About

TERRIER (Temporally Extended, Regular, Reproducible International Event Records) BETA is a new machine coded event dataset produced from a historical corpus ranging from 1979 to 2016, available for download at OSF. Event data generates structured records of political events described in text in the form of (1) a source actor (2) committing an action (3) against a target. The political events recorded in the dataset include a wide range of political behaviors: meetings, statements, provision of aid, protests, attacks, and violence. This dataset is an initial beta release of the data, lacking event geolocation. We encourage researchers to carefully check the data they use and to contact our team with any issues they uncover regarding the data by opening a thread on our discussion forum.

The dataset was produced by a team at the University of Oklahoma as part of the NSF RIDIR grant “Modernizing Political Event Data” SBE-SMA-1539302. Any opinions, findings, and conclusions or recommendations expressed in this material are those of the authors and do not necessarily reflect the views of NSF or the U.S. government.
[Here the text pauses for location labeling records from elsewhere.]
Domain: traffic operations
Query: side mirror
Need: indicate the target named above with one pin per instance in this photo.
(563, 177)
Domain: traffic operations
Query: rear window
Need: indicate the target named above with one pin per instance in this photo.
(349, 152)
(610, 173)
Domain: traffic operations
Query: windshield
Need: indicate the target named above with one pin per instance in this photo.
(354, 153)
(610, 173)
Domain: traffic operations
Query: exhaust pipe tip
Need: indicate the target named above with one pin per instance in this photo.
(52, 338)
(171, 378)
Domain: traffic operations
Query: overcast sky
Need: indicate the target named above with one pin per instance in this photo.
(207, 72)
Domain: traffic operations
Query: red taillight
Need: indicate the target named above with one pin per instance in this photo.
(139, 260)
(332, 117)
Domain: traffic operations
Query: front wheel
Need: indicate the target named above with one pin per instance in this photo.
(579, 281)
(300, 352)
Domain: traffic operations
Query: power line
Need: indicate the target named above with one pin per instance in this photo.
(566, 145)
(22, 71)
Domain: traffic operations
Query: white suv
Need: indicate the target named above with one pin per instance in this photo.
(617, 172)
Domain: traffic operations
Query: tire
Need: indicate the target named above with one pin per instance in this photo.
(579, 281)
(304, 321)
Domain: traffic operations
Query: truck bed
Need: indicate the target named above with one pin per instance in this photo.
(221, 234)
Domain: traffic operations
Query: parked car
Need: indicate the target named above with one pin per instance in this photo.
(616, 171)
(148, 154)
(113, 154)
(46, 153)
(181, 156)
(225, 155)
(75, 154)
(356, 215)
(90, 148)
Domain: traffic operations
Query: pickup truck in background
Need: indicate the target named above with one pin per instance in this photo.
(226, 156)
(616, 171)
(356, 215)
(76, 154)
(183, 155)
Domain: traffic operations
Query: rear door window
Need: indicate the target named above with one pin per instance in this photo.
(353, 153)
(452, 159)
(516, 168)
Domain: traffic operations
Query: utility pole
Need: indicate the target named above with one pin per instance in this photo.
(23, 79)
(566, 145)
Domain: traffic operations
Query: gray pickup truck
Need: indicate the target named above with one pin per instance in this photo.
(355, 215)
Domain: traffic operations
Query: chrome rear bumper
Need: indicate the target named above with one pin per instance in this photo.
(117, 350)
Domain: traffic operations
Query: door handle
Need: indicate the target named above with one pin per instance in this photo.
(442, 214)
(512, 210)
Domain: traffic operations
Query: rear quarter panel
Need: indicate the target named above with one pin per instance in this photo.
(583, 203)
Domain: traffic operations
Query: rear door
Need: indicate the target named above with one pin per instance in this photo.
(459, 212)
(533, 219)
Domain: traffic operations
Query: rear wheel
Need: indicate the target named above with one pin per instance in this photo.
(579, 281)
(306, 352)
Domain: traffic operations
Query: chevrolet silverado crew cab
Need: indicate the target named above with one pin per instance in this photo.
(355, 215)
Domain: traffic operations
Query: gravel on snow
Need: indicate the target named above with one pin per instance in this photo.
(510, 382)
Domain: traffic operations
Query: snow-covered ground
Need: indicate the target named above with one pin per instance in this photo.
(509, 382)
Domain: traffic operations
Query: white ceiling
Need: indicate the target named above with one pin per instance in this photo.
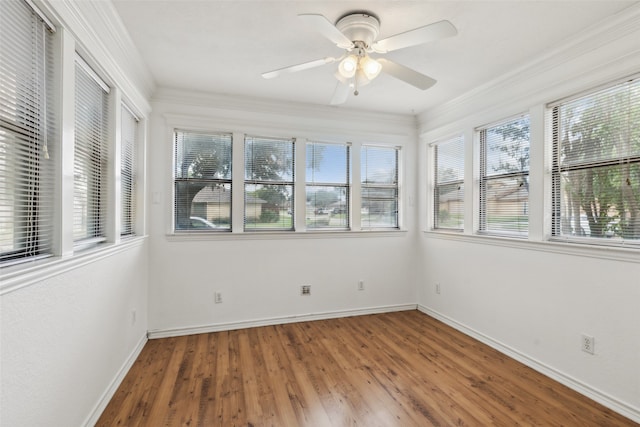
(223, 46)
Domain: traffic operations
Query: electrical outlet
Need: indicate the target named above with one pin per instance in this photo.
(588, 344)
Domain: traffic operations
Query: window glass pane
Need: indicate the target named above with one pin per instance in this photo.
(596, 161)
(504, 178)
(268, 190)
(379, 174)
(327, 207)
(449, 184)
(615, 193)
(202, 181)
(90, 157)
(27, 134)
(506, 205)
(268, 207)
(450, 206)
(507, 147)
(327, 163)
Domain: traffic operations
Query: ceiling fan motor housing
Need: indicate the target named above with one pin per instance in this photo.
(360, 27)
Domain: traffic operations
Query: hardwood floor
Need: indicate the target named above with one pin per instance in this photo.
(394, 369)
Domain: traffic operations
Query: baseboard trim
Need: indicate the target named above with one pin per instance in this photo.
(104, 400)
(229, 326)
(574, 384)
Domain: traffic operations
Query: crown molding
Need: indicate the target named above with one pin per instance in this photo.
(103, 40)
(605, 50)
(320, 115)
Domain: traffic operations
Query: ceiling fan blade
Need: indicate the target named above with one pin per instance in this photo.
(406, 74)
(340, 94)
(428, 33)
(298, 67)
(322, 25)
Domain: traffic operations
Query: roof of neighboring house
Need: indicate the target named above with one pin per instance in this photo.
(219, 195)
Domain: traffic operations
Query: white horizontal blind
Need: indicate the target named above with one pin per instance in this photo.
(327, 187)
(90, 158)
(202, 179)
(596, 166)
(269, 180)
(504, 178)
(26, 127)
(379, 182)
(448, 193)
(129, 137)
Download the data from OSF.

Note: we are not affilied with the Terrier information retrieval group at the University of Glasgow. Check out the excellent work they do on their homepage.

The Team

Photo Description
Jill Irvine, PhD, Presidential Professor of International and Area Studies, University of Oklahoma
Christan Grant, PhD, Assistant Professor of Computer Science, University of Oklahoma
Andrew Halterman, PhD Candidate, MIT
Khaled Jabr, MA Candidate, University of Oklahoma
Yan Liang, PhD Candidate, University of Oklahoma

Getting Started

Download the data from OSF.

What is event data?

Event data, at its most basic, consists of a “triple” of information: an event, such as a protest or attack, performed by a source actor against a target. These events and actors are automatically recognized in text, extracted, and resolved to a defined set of codes, such that “demonstrated” and “rallied in the streets” would both be coded as a “Protest” event and “Angela Merkel” and “German Ministry of Defense” would both be represented as DEU GOV. Performing this process on many millions of documents produces a set of structured data that is much easier to analyze than the raw documents.

In producing event data, we build on the dominant paradigm of event coding in English, which consists of automatically comparing grammatically parsed sentence text with hand-defined dictionaries using an event coding tool. The tool follows instructions about how to combine the extracted noun- and verb phrases into a direct event with a source and target, and resolves the extracted text to specified set codes defined in an ontology. An automated event coding system thus consists of two components: a set of dictionaries that map noun and verb phrases to their corresponding actor and event codes in an ontology, and an event coder that applies these dictionaries to the text and makes decisions about how to combine individual actors and actions into coded events.

The ontology we use is the CAMEO ontology, which is the current standard coding ontology for most event data. CAMEO enforces a requirement for a source actor and target actor to go along with each event. Actors and events are each assigned hierarchical codes. Actor codes begin with high-level information comprising their country or international status, following by a functional role code, such as “GOV” or “MIL”, with secondary codes providing greater detail in some cases. Event codes can be aggregated into five top level classes, 20 intermediate event types, or around 200 low-level codes. Each code is documented in the codebook, available here.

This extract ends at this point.